Art. 3 des neuen Energiegesetzes (grösseres Format hier)

Diese Ziele sind Teil der Energiestrategie 2050, mit welcher die Landesregierung gemäss den Erläuterungen in der bundesrätlichen Botschaft zum Energiegesetz den Energieverbrauch pro Person bis im Jahr 2050 letztendlich um 54 Prozent senken möchte. Damit wird der Plan umgesetzt, die fossilen Energieträger sowie die Kernenergie abzulösen.

Wie kommt man auf diese Zahlen? Gemäss der Botschaft entsprechen sie den energiebedingten Kohlendioxidemissionen von rund 5,5 Tonnen pro Person im Jahr 2000 auf 1 bis 1,5 Tonnen pro Person bis ins Jahr 2050, unter gleichzeitiger Eliminierung der Kernenergie.

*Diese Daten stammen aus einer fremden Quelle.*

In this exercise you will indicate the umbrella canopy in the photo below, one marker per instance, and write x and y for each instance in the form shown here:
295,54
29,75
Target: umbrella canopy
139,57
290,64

Das bedeutet eine Verringerung von etwa 80 Prozent der CO2-Emissionen, analog dem von der EU angestrebten Ziel. Damit soll der Beitrag der Schweiz zum Ziel einer Begrenzung des globalen Temperaturanstiegs auf maximal 2 Grad Celsius auf die nationale Ebene transferiert werden.

Verschärfte Gangart ab 2020 nötig
Die Zahlen der exakt 16 und 43 Prozent Reduktion im Gesetz entstammen Modellen, welche anhand möglicher Szenarien der eingesetzten Energieträger und Einsparungen aufzeigen, wie die erwähnte Reduktion der Kohlendioxidemissionen und der Ausstieg aus der Kernenergie bewerkstelligt werden kann.
Das Ziel der 16 Prozent Reduktion bis 2020 basiert auf einem ersten Massnahmenpaket, welches schon im Energiegesetz und den damit zusammenhängenden weiteren Gesetzesänderungen enthalten ist.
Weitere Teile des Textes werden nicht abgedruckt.